Artist: Susan Klinger

Painter Susan Klinger presents her stunning portfolio of work, and talks about her process and inspiration.


"Island Reflection, Guana Cay" pastel, 18" x 14" by Susan Klinger. See her artist profile at

“Island Reflection, Guana Cay” pastel, 18″ x 14″

ABI:  How did your work evolve from using watercolor to pastel?

SK:  While working on my graduate degree, I took a plein air painting class. We were transported each day to an Amish farm to paint. It was an extremely hot summer. I took along all my watercolor supplies, lugging them onto the farm each day. After a week of painting, I was frustrated and disappointed in my work.


"Coconut Palm II" pastel, 24" x 16" by Susan Klinger. See her artist profile at

“Coconut Palm II” pastel, 24″ x 16″


The intense heat and humidity caused my watercolors to behave quite differently than they did in my home studio. I wasn’t happy with my results. We had been required to purchase pastels for the class, so for the second week I decided to try them. After just one painting, I was hooked.


"Water’s Rush" pastel, 8" x 12" by Susan Klinger. See her artist profile at

“Water’s Rush” pastel, 8″ x 12″


Pastel was far less cumbersome to handle on location and I found myself being bolder in my use of color and in my application of the pastel to the surface. I was excited by my results. At some point, I might try a pastel over a watercolor underpainting.


"Marsh Reflection" pastel, 12" x 9" by Susan Klinger. See her artist profile at

“Marsh Reflection” pastel, 12″ x 9″


ABI:  What is your current direction and focus?
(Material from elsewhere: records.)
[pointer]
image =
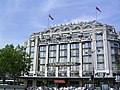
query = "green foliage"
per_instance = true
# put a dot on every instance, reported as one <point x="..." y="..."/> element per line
<point x="13" y="61"/>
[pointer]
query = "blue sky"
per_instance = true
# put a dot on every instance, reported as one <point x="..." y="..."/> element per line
<point x="20" y="18"/>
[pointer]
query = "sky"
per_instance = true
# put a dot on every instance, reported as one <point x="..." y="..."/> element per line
<point x="20" y="18"/>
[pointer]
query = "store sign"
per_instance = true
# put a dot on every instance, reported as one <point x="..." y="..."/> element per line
<point x="64" y="64"/>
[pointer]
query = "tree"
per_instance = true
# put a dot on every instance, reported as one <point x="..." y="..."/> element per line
<point x="13" y="61"/>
SK:  I am currently focusing on a series of paintings that have the sky as the focal point, with an emphasis on sunset and sunrise. I recently challenged myself to complete one small sky study each day for a total of 24 studies over a one-month period.


"Suburban Sunrise" pastel, 9" x 12" by Susan Klinger. See her artist profile at

“Suburban Sunrise” pastel, 9″ x 12″


I consider myself a slow painter, so the idea of working within such a tight deadline was, in itself, a challenge. But, I also wanted to see what I could learn by devoting a concentrated effort to a single subject. I thought I might run out of ideas, but it was exactly the opposite. Mother Nature continues to provide fresh inspiration every day!


"Sunset at Green Lane" pastel, 8" x 12" by Susan Klinger. See her artist profile at

“Sunset at Green Lane” pastel, 8″ x 12″


The studies were a success and I learned a great deal, so my current focus is a concentrated emphasis on paintings that feature the sky as the focal point. I also enjoy painting reflections, in glass or water, so I see the sky series developing further into pieces that feature the sky, not directly, but as it is reflected in a body of water.


"Wintry Shadows" pastel, 18" x 12" by Susan Klinger. See her artist profile at

“Wintry Shadows” pastel, 18″ x 12″


ABI:  Describe your technique and how you create a painting from concept through completion.

SK:  My work typically begins with images that grabbed my attention going through daily life. Many times, I carry my camera, but cell phones have made capturing that unexpected scene much easier. As with my sky studies, I sometimes go on photographic field trips, in search of a specific subject.


Painting progression by Susan Klinger. See her artist profile at

The painting “Lyrical Cascade” from original photo, through progression to the finished work, pastel, 14″ x 21″


Once I have selected a photo or group of photos from which to work, I will create a notan sketch. A notan is a sketch that breaks down the scene into just two values, black & white. This becomes the underlying value pattern for the painting. It is at the notan stage that I can manipulate the dark and light shapes to create a more pleasing or dynamic value pattern that will carry through to the completed work.


"Fresh Citrus" in process: Notan and finished Pastel, 16" x 12" by Susan Klinger. See her artist profile at

“Fresh Citrus” in process: Notan and finished Pastel, 16″ x 12″


I almost always work on a toned or colored surface, preferring a sanded pastel paper. When not toning an overall color, I may do an underpainting in pastel to which I apply odorless mineral spirits with a brush to create a loose impressionistic base. I apply the layers of pastel by building the scene gradually, at first with broad applications of color. Later in the process, my marks become more deliberate and controlled.